Rsync-avz foo:src/bar//data/tmp

The path information at the end of "/" means that the directory is copied, not the "/" at the end of the directory. The difference between the two cases will be shown when the--delete option is used with mates.

Rsync can also be used in local mode if the SRC and DST paths do not have any ":" symbols indicating that the command is running in local mode, equivalent to the CP command.

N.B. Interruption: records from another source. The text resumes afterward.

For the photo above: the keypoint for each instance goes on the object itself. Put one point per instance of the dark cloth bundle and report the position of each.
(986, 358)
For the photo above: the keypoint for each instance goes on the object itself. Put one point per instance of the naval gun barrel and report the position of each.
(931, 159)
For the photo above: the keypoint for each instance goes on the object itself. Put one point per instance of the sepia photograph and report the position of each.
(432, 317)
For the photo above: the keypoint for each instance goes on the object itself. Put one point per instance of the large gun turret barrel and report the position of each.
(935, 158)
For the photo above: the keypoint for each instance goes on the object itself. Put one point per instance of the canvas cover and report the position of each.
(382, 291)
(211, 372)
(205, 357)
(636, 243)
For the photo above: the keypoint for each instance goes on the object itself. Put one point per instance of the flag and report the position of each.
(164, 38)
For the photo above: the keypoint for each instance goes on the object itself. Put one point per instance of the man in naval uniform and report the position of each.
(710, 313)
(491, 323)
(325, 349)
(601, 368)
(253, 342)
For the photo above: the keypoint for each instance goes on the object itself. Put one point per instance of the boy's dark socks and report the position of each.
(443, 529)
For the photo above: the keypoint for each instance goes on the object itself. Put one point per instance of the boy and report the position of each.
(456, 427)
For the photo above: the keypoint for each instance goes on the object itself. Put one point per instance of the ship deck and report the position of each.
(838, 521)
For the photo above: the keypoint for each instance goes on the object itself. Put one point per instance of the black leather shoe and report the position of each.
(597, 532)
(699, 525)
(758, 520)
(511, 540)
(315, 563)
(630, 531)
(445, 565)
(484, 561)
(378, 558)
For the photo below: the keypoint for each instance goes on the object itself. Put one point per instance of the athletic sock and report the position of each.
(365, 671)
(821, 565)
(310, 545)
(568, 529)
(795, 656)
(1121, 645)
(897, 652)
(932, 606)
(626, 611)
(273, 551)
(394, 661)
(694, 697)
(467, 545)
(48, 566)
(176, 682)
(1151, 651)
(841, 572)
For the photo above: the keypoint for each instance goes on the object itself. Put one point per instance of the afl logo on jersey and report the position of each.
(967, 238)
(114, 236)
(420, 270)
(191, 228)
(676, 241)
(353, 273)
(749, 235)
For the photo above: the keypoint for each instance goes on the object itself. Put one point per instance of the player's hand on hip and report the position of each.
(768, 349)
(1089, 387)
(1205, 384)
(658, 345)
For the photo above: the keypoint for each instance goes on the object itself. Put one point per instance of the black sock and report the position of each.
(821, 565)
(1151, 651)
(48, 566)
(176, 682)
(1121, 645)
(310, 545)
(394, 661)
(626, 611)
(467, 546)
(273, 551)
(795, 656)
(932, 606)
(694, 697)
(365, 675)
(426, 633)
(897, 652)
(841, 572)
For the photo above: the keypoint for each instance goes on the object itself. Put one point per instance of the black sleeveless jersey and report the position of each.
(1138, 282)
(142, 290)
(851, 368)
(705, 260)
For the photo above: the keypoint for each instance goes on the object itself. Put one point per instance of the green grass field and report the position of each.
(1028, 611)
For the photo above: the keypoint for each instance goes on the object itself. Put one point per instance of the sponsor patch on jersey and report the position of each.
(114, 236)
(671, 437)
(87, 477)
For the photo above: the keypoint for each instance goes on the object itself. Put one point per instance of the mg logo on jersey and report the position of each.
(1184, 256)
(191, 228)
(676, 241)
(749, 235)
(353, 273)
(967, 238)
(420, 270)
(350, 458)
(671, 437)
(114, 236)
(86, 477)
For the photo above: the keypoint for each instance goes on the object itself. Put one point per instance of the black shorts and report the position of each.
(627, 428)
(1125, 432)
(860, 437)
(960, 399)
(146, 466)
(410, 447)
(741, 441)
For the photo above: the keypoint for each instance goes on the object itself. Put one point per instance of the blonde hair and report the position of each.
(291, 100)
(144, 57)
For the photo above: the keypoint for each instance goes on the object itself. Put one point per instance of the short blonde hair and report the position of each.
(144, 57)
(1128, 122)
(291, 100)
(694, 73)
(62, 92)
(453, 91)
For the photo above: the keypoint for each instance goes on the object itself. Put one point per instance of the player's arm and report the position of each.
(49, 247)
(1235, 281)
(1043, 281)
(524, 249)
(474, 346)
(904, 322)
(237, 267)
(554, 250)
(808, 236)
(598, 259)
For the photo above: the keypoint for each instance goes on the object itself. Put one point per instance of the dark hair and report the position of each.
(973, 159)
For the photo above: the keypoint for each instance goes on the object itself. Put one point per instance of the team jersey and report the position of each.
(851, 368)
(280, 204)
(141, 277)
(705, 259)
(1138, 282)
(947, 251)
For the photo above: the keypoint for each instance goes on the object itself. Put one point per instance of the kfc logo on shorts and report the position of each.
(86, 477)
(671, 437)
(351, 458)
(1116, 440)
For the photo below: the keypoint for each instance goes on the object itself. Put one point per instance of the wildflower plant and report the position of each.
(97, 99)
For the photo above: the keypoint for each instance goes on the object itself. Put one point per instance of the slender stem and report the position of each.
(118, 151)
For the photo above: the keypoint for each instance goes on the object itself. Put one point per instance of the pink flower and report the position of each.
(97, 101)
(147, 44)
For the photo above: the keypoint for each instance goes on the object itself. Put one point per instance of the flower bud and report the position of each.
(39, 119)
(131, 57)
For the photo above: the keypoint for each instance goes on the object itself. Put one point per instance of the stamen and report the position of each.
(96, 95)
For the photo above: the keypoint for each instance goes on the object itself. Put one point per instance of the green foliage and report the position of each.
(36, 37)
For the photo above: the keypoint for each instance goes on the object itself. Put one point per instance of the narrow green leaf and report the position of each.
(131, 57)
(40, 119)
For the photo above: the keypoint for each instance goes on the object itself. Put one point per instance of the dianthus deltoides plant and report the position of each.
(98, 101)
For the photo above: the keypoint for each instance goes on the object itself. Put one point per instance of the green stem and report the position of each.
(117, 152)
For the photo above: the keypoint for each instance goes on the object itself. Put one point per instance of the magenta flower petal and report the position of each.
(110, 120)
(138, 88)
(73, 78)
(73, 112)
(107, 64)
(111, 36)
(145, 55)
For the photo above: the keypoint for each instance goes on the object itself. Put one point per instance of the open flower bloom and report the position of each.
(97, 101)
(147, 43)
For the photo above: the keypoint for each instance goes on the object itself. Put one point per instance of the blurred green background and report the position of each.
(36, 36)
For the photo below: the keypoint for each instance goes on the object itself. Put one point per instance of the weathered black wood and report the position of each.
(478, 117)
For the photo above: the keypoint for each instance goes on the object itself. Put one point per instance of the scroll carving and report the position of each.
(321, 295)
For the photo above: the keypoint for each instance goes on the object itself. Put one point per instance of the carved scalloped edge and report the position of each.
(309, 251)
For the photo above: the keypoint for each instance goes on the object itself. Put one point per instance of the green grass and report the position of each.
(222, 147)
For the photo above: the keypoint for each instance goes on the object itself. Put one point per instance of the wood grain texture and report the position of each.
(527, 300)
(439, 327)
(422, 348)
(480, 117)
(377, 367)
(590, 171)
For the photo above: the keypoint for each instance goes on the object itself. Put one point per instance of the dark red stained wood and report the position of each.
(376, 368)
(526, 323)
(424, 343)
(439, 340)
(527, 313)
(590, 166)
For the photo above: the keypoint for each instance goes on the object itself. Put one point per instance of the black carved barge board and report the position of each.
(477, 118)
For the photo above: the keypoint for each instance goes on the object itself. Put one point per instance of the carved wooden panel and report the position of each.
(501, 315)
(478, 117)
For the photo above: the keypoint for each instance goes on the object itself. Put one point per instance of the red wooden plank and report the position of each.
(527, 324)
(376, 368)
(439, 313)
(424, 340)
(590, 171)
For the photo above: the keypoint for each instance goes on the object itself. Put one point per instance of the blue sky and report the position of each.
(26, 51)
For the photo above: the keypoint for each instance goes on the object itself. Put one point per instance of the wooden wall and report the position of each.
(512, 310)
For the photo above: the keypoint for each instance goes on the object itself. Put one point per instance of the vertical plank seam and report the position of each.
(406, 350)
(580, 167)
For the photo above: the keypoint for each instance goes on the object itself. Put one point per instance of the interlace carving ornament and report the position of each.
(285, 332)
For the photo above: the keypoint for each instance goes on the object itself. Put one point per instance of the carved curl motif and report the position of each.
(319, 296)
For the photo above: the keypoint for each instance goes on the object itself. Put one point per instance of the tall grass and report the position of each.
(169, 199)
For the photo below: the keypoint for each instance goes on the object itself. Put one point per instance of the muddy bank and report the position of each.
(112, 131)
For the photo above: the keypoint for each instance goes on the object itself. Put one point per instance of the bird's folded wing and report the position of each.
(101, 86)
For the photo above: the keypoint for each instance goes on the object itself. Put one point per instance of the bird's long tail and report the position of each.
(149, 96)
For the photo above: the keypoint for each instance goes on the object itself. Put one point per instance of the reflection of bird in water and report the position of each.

Rsync somehost.mydomain.com::

This mode will list somehost.mydomain.com. All module information that can be accessed.

Option description

-V,--verbose verbose mode output
-Q,--quiet thin output mode
-C,--checksum turn on the check switch to force verification of file transfers
-A,--archive archive mode, which means to transfer files recursively and keep all file attributes equal to-rlptgod
-R,--recursive subdirectories in recursive mode
-R,--relative using relative path information

Rsync foo/bar/foo.c remote:/tmp/

The foo.c file is created in the/tmp directory, and if you use the-R parameter:

Rsync-r foo/bar/foo.c remote:/tmp/

The file/tmp/foo/bar/foo.c is created, that is, the full path information is maintained.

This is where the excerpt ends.